Dr Mazvita Machinga
THIS article is about saving lives and stamping stigma out of mental health issues. We all have mental health and sometimes we develop problems and fail to cope with day to day life.
The World Health Organisation defines mental health as ‘a state of well-being in which the individual realizes his or her own abilities, can cope with the normal stresses of life, can work productively and fruitfully, and is able to make a contribution to his or her community.
This means that there is room for recovery if an individual gets early intervention. There is need to seek help when someone is experiencing mental health problems. But, sadly the issue of mental illness is a taboo subject that attracts stigma in our communities and people rarely seek help.
Stigma is based on negative views of people simply because they are seen as belonging to a particular group.

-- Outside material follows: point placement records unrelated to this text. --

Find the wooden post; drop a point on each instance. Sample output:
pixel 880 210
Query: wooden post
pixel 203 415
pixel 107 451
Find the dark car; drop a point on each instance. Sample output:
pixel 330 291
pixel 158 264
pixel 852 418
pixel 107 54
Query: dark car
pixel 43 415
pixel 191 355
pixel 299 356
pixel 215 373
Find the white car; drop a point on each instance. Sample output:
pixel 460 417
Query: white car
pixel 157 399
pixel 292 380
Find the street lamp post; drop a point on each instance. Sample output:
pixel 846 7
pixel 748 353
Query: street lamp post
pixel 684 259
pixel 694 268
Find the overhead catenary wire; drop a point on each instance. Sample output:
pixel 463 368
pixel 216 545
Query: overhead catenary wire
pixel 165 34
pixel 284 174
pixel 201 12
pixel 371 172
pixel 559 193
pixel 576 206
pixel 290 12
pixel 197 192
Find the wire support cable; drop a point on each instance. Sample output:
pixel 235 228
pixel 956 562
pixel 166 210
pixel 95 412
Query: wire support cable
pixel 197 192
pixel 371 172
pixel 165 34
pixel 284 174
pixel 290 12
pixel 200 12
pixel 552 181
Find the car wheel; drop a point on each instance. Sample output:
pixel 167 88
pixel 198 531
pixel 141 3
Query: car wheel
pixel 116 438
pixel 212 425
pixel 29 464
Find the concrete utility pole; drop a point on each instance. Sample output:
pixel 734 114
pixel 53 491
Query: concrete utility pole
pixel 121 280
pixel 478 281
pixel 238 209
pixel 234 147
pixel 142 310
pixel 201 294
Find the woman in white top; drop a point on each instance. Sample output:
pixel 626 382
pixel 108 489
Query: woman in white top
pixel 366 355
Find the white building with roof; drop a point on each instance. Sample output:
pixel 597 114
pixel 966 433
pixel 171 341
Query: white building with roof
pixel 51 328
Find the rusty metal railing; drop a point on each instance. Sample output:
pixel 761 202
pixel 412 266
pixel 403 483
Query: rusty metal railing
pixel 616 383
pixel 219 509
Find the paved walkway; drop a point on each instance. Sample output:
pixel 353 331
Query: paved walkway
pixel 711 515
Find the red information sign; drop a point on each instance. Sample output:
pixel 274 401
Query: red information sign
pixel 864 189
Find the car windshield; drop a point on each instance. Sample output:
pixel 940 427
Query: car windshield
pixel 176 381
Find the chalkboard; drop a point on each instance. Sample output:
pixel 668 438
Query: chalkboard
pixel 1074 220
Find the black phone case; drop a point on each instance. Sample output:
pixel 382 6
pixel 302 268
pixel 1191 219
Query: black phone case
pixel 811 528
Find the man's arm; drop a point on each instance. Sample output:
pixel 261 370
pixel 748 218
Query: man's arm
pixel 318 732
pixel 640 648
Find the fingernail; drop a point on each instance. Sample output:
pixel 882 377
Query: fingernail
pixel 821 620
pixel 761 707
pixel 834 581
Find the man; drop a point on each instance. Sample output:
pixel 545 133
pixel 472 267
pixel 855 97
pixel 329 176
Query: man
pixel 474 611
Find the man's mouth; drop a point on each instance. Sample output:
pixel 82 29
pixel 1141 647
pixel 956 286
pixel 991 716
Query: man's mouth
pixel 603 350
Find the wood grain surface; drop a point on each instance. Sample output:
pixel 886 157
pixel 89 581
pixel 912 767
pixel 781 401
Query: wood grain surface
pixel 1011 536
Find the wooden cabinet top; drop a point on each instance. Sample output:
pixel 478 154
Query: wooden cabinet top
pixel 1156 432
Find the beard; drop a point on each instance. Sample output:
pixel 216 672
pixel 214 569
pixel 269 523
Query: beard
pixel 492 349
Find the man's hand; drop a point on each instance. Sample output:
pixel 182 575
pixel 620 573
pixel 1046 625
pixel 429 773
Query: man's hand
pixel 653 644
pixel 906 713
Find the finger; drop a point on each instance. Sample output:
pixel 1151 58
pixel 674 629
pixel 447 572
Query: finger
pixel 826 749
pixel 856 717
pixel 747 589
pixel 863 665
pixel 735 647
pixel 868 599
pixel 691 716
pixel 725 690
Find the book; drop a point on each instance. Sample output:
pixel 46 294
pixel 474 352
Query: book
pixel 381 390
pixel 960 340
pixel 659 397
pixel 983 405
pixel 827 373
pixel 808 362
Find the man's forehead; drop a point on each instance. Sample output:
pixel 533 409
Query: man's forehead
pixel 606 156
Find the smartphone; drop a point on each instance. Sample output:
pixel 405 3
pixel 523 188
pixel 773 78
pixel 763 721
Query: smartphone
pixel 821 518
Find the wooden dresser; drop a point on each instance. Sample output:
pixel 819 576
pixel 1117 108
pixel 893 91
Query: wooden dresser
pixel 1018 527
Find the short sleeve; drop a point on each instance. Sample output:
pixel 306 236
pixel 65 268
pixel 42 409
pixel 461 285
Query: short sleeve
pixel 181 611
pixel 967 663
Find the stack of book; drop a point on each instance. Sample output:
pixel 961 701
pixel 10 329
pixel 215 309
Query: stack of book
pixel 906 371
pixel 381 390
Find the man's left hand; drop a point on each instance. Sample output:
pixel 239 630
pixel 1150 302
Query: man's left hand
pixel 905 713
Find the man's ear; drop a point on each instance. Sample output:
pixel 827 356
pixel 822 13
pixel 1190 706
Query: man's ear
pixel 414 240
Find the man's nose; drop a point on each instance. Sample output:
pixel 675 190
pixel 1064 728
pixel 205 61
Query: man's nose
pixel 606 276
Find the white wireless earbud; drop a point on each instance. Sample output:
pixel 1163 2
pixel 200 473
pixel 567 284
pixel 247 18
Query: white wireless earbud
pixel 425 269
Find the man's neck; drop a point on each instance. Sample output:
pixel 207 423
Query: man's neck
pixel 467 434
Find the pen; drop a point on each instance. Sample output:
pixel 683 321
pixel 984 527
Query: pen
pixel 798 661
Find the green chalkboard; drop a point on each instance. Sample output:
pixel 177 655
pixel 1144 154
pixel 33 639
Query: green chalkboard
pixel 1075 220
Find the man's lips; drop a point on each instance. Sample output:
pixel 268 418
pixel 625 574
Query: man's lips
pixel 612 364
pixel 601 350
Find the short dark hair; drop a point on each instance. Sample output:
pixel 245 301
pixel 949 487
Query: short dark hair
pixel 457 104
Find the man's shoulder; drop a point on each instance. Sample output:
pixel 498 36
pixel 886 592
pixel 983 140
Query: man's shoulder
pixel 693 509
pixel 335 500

My experience as a psychotherapist is that individuals and families do not seek help and many households with mentally ill persons hide them for fear of discrimination andostracism from their communities. Stigma and discrimination adds to more suffering,social exclusion and disability associated with mental disorders. This stigma means that issues of mental disorders and mental illness remain a hidden issue equated to a silent epidemic.
The social environment in many of our communities is that families do not nurture good mental health.
This is why we hold seminars and awareness campaigns to equip communities with skills and knowledge to assist those developing mental health problems. Why should we fight the stigma of mental illness?
Stigma of mental illness and its consequences are the chief hindrance to the improvement of mental health and mental health care. The more mental health issues are hidden and the more people do not talk about them or learn about them, the more people will continue to suffer. It is important that as families, and communities we fight stigma. There are tools that exist for action against stigma.
We need to know that stigma towards mental health disorders does not stop at the individuals who have the problems. It affects members of their families, mental health services (and treatments) and can persist over generations. In fact it leads to discrimination in all walks of life and reduces chances of recovery from illness.
I am therefore saying it is everyone’s responsibility to fight stigma against mental health disorders.
As society we need to learn to refer people developing mental health problems such as depression, anxiety, substance use disorders, post trauma, severe psychosis and others for psychotherapy and medical care. We need to make society tolerant of people with mental health disorders.